Amazon on Tuesday unveiled the latest member of its family of devices powered by its Alexa digital assistant—this one with a touchscreen.
The new device called Echo Show steps up efforts by Amazon to be part of the connected home, and potentially create a market for a new kind of computing device.
The new device will sell for $229 and ships starting June 28, according to Amazon's website. It will include the features of its other Echo devices along with video shown on a seven-inch touchscreen.
"With Echo Show, customers can watch video flash briefings and YouTube, and see music lyrics, smart home cameras, photos, weather forecasts, to-do and shopping lists, and more," said a blog post from Amazon developer anc chief evangelist for Echo devices David Isbitski.
Users will also be able to call or message others who also have an Echo or the Alexa application.
Last month the US online giant began selling its Echo Look gadget, which includes the voice-activated assistant but with a camera, allowing Alexa to offer fashion advice.
Amazon's latest hardware foray comes after limited success with its Kindle and Fire tablets, but also a failure for its Fire smartphones.
The new Echo Show "looks like a lot of other products that have been launched in the past," said analyst Avi Greengart of Current Analysis in a tweet. "Unlike those, it will sell."
Ian Fogg of the research firm IHS Markit said on Twitter: "What's most interesting about #Echo Show is the extent it is different & enhanced from simply a combination of Echo + Fire tablet."
Jan Dawson of Jackdaw Research said the new device adds additional features to the Alexa family by giving consumers a screen option.
"I don't think all voice assistants need to have screens, but Amazon is wise to give people the option," Dawson said in a blog post.
"What we're seeing is Amazon using its smart original foray into and early dominance of this space as a beachhead to spread into lots of other areas."
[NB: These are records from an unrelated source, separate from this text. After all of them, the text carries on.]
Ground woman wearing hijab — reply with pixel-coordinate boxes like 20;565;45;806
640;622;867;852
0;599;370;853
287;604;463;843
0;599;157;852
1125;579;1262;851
But Dawson echoed comments made by other observers that the Echo Show "isn't attractive."
"If there's one area where Amazon's various bits of hardware have always struggled, it's design," he said.
"There's no real consistency or style, and as I said last week, this thing looks like a miniature version of one of those old massive tube TVs."
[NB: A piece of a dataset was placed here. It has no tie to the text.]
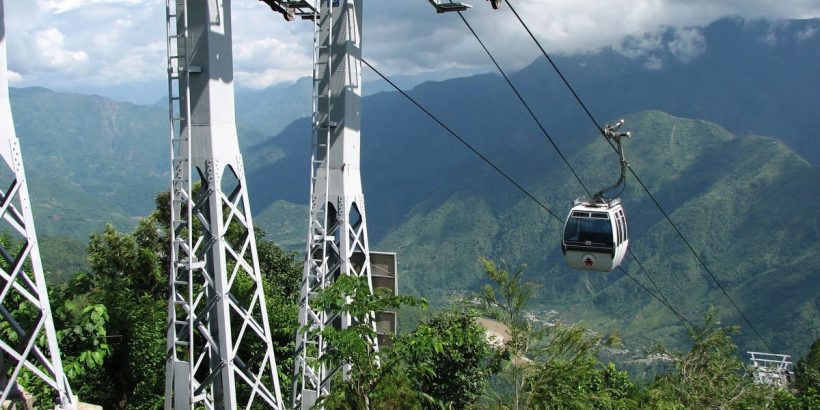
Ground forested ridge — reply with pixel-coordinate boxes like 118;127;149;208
8;193;817;409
Amazon has dominated the category of connected speakers since 2014 when it introduced its first Echo, which responds to voice commands and allows users to order goods or rides and control connected appliances.
A survey released Monday by research firm eMarketer found Amazon's Echo speakers held 70.6 percent of the US market, compared with 23.8 percent for Google Home and 5.6 percent for others including Lenovo, LG, Harmon Kardon and Mattel.
The report said 35.6 million Americans will use a voice-activated assistant device at least once a month this year, a jump of 128.9 percent over last year.
Separately Monday, Samsung-owned Harman Kardon announced the release of its new Invoke speaker powered by Microsoft's digital assistant Cortana and integrating Skype for making calls using the device.